Otras operas primas -nos referimos aquí a libros- de los poetas de la Promoción del 80 son Upsilon de Diego Maquieira (1975), Bombardo, del mismo Maquieira (1977), Recurso de amparo (1975) y Palabras en desuso (1977) de Jorge Torres Ulloa; La nueva novela de Juan Luis Martínez (1977), Poemas crucificados de José María Memet (1977); Dieciocho poemas de Alvaro Ruiz (1977); Purgatorio de Raúl Zurita (1979) y Lógica en zoo (1981) de Jorge Montealegre y Eduardo Llanos obtenía el premio “Ariel” en 1978 y el premio “Gabriela Mistral” en 1979. Así ya comienzan a perfilarse algunas directrices poéticas que se desarrollarán más tarde y a las que se le sumarán otras, durante los años 80.
Una primera línea escritural que podemos determinar dentro de la Promoción post-golpe es aquella que se relaciona con la tradición sin intentar rupturas radicales, sino recrear, a partir sobre todo de las líneas escritúrales de Parra y Lihn, una textualidad donde los rasgos predominantes son un lenguaje más cercano al habla coloquial, lo urbano, restos de discursos extraliterarios, una apelación directa a la realidad extratextual, la problemática sociohistórica, la ironía, y la presencia de un yo poético nivelado a la experiencia de la cotidianeidad que no niega ni retira su subjetividad del texto.

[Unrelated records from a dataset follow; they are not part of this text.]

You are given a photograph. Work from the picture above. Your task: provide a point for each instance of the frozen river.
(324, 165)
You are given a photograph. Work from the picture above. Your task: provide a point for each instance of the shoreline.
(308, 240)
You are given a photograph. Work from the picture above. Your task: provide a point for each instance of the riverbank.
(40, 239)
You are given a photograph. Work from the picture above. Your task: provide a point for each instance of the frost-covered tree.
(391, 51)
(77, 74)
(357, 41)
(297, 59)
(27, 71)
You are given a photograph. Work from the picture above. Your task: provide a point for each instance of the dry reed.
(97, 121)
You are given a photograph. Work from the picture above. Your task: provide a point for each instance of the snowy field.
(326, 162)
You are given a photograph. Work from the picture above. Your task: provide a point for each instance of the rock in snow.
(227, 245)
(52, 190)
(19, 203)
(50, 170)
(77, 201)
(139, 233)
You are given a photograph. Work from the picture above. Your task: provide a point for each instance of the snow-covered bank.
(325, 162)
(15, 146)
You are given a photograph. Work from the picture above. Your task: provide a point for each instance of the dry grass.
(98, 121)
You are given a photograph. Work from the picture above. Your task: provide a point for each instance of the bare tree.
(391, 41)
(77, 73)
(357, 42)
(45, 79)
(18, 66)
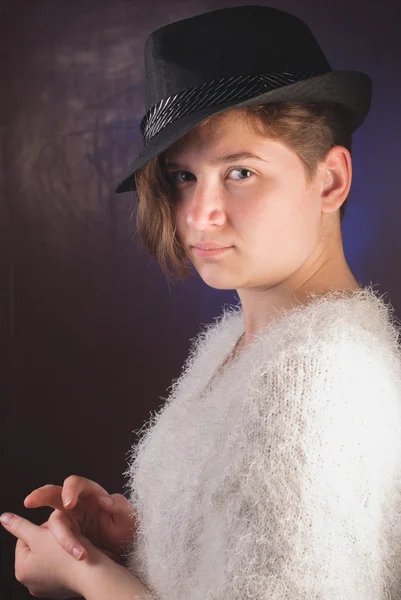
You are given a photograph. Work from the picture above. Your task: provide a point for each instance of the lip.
(215, 252)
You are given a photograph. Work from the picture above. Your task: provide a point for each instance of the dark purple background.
(92, 335)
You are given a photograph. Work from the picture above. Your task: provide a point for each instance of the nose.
(205, 206)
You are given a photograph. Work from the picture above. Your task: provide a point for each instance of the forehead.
(225, 135)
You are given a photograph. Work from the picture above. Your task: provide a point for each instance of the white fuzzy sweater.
(282, 479)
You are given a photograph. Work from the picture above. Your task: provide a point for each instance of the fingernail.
(77, 552)
(6, 518)
(107, 501)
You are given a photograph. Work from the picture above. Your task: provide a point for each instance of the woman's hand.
(42, 565)
(109, 528)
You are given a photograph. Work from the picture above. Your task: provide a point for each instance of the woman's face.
(260, 208)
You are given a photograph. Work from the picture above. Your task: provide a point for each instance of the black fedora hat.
(230, 58)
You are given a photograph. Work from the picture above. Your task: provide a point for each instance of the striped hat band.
(227, 89)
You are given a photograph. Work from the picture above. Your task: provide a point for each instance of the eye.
(172, 175)
(242, 170)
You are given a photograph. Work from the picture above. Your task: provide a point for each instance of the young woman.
(273, 469)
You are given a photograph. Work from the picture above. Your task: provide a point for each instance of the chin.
(220, 281)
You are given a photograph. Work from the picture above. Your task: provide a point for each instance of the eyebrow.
(220, 160)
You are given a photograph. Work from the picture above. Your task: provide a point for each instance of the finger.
(46, 495)
(119, 507)
(19, 527)
(62, 530)
(75, 487)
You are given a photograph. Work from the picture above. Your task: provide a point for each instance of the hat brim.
(352, 89)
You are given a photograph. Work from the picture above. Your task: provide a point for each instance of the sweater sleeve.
(319, 488)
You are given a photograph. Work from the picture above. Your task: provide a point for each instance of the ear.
(336, 178)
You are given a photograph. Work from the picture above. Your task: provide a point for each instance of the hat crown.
(224, 43)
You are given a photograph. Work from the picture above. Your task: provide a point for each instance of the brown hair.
(308, 128)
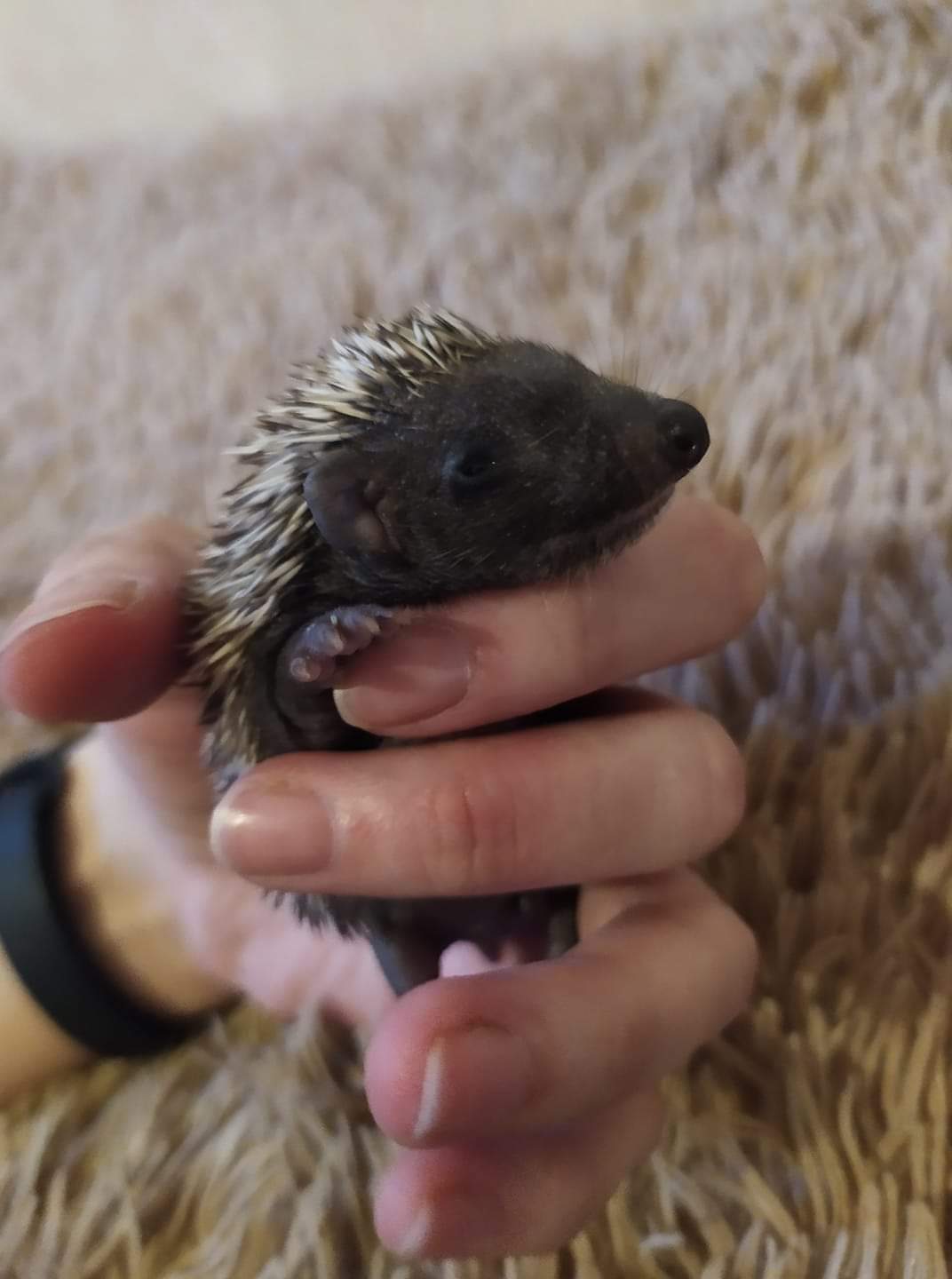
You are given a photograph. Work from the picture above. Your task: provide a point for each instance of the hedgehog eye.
(470, 470)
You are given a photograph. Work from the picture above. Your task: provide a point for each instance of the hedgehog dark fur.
(411, 462)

Dentro de esta línea se inscribe Eduardo Llanos (1956) con Contradiccionario (1983), libro que oscila entre la experiencia social, colectiva, individual y cultural, con un lenguaje que muestra una rigurosidad extrema en la preocupación formal. En una “Aclaración Preliminar” Llanos plantea: “si ser poeta significa sudar y defecar como todos los mortales,/ contradecirse y remorderse, debatirse entre el cielo y la tierra,/ escuchar no tanto a los demás poetas como a los transeúntes anónimos,/ no tanto a los lingüistas como a los analfabetos de precioso corazón;/ si ser poeta obliga a enterarse de que un Juan violó a su madre y a su propio hijo/ y que luego lloró terriblemente sobre el Evangelio de San Juan, su remoto tocayo,/ entonces, bueno, podría ser poeta/ y agregar algún suspiro a esta neblina”. La condición de “humanidad” del poeta, defecante, contradictorio, más cerca al ciudadano anónimo que a la fama, es decir un hombre como el común de los hombres que escribe con un lenguaje dirigido a ese lector inasible, también común, pero inubicable, a mi juicio, entre los comunes hombres.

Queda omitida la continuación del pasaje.